KRS has 50 staff members now and about 40 of them work from a house in Rondebosch. "It's a big, rambling place with a swimming pool. For the last 20 years, we've catered lunch for our staff every day. So come lunch time, we all sit down to a nice meal. For some of our young guys, this is the only decent meal they have. If it wasn't for us, they'd be living on KFC," she laughs.
"We have this friendship culture...one of the offices is carpeted in putt-putt green because our people like playing putt-putt."
Steyn, who happens to be a Mensa Cape member, glider pilot, karate and Aikido student and a keen hiker, among other accomplishments, quotes Richard Branson, who said: "Care about your staff and they'll care about the clients."
"That's completely in line with how we see things," she says.
Of course, a friendly culture alone won't cut it if you don't offer your developers the chance to work with cutting-edge technology.
"There have been so many times when we've had to make big shifts because change is not something that happens gradually. The last shift was to web and mobile technologies."
Every company that's ever told a youngster, 'You don't have experience, I can't hire you', should go back and look at itself and its moral stance.
KRS also runs a self-funded internship for 12 developers each year. "It's a big number for our size of company," says
Steyn. "We start with classroom training for two months. They're not treated as students, they're treated as people on projects, using Agile processes, but in a training environment."
About half of the trainees are taken into KRS' projects, and the rest are placed with clients, like Alan Grey or Paarl Media, "who love the fact that we've trained up these people to a point where they can step into projects and be useful," says Steyn.
This is the company's fresh blood, she adds. "It's these people who are keeping us young, keeping this can-do attitude in the company.
"Our youth believe that when they get the degree, it's going to open doors for them.
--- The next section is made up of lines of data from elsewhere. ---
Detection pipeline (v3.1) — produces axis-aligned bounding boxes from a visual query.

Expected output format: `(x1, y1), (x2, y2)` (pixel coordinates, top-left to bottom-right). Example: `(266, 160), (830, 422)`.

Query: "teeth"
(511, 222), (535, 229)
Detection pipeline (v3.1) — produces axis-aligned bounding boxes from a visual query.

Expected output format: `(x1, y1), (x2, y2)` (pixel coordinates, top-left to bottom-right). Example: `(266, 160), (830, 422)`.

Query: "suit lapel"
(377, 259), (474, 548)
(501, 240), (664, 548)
It's not, because there is a gap between the educational world and what business wants, and it's up to the business world to bridge it.
We owe it to our youth.
"And every company that's ever told a youngster, 'You don't have experience, I can't hire you', should go back and look at itself and its moral stance."
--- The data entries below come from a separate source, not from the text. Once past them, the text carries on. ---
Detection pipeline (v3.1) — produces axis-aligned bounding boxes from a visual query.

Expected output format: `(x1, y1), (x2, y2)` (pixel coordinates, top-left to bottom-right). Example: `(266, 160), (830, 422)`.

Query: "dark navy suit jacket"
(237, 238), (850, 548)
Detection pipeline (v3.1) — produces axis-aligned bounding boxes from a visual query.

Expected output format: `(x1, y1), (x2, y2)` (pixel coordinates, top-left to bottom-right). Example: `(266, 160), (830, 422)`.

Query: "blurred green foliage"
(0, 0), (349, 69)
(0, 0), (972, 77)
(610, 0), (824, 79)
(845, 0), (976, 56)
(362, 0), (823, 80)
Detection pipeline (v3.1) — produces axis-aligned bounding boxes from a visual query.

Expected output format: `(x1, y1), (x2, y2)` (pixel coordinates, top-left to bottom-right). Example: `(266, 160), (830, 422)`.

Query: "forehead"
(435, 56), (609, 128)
She believes many small to medium software development companies are doing their best to grow skills, but not enough is done by corporates. "I don't see enough investment in our youth. Most corporate internships involve taking someone in, putting them in a corner and hoping that they'll pick up something by osmosis."
This is not good enough, Steyn says. "They're going through the trouble and the expense of doing those degrees. Let's make sure every one of them finds a job."
Coding is important
Should coding be taught at school, or should South Africa fi rst sort out other priorities, like electricity, water and nutrition, or even maths and science teaching?
As programmers like to say, there are two kinds of people: you either make the code or you use the code. "It's exceedingly important that we have more people able to make code," says Lorraine Steyn, founder of KRS. "Having the ability to code is like being artistic - not everyone is going to be able to do it. But we must give the opportunity to those who do have the ability.
"It's like saying, because we are hungry, let's not have art. It's short-sighted. We have to create opportunities for people who discover they have the talent for coding, because they are going to fly. It's going to catapult them out of their circumstances. The people I have seen, who have come from poor villages, always pay back - they bring the money back to their families. Whatever we do, we can't only worry about feeding, and we have to teach people to fish, too.
"Coding is important. We must keep on doing what we can to make it popular and accessible and we must keep on focusing on women - for women to be missing out on this incredibly important career opportunity simply because they are a bit put off, it's doing themselves and the industry no good. We are missing out on these potentially great people and they are missing out on a potentially great career."